Plaintiff's PWDCRA claim relies on the premise that Defendants have discriminated against him "by conditioning the terms and conditions of his employment on an unnecessary medical examination." [Id. at 14] This claim is more likely to be sufficiently remedied by monetary damages. Plaintiff's claim for loss of salary amounts based on the Defendants' conditioning his return to work on the "fitness for duty evaluation" can be quantified based on the number of hours he has had to be (or will have to be in the future) without pay. This claim does not rise to the level necessary to grant injunctive relief as there are adequate remedies at law for Plaintiff's alleged injury pursuant to the PWDCRA.

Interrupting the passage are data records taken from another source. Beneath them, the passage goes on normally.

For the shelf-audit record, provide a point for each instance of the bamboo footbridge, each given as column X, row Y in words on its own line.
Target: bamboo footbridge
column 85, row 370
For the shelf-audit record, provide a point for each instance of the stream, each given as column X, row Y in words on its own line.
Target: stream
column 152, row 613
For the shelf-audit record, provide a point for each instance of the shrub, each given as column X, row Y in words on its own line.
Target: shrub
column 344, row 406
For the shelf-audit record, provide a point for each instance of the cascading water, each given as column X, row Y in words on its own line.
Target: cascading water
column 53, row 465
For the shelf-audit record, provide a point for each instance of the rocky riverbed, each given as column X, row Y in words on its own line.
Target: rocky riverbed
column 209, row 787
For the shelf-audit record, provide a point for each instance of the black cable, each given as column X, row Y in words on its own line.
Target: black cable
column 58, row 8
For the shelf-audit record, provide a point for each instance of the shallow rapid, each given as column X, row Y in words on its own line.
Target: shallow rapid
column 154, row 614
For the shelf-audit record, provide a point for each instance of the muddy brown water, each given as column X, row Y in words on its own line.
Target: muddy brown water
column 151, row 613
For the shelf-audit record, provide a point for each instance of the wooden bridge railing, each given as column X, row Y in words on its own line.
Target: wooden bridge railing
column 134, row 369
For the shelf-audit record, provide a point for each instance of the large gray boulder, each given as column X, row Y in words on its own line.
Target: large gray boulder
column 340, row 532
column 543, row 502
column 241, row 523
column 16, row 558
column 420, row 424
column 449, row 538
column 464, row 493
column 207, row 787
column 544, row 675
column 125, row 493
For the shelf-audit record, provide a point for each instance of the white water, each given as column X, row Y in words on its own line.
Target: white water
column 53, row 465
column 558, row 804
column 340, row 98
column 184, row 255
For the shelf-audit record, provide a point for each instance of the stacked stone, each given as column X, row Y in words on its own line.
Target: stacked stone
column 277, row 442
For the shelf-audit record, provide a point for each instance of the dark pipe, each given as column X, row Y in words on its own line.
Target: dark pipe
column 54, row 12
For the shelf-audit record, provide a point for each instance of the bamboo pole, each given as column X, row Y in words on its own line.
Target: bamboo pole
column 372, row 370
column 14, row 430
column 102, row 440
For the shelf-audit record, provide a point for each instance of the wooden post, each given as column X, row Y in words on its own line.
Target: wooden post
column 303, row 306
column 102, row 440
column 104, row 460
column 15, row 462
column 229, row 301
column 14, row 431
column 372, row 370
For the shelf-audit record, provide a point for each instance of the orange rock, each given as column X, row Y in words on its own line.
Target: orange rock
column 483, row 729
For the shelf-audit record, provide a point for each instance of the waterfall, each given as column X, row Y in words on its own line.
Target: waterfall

C. Substantial Harm to Others and Public Interest
In evaluating whether substantial harm to others may exist, the Court may also consider potential harm to the Defendants. Ramik v. Darling Int'l, Inc., 161 F. Supp. 2d 772, 778 (E.D. Mich. 2001) (citation omitted). Defendants would arguably be adversely affected by an injunction insofar as it would either allow Plaintiff to continue to remain on paid leave indefinitely or allow Plaintiff to return to work in a state-of-mind that Defendants deem to be hazardous to the school community. The Court concludes that issuing an injunction in this case may cause substantial harm to others. For the same safety concerns, the Court determines the public interest may also be negatively affected by issuing an injunction in this case.
III. CONCLUSION
Accordingly, for the reasons set forth above, the Court having determined that a preliminary injunction is not warranted at this juncture,
IT IS ORDERED that Plaintiff's Motion for Preliminary Injunction [Docket No. 3, filed April 4, 2014) is DENIED. An appropriate Protective Order shall be agreed to by the parties to protect Plaintiff's right relative to the proposed medical examination.
IT IS FURTHER ORDERED that the results of this evaluation not be placed in Plaintiff's personnel file at this time.
IT IS FURTHER ORDERED that the Court need not address a security requirement set forth in Fed. R. Civ. P. 65(c).
IT IS SO ORDERED.
__________
Denise Page Hood
United States District Judge
I hereby certify that a copy of the foregoing document was served upon counsel of record on June 13, 2014, by electronic and/or ordinary mail.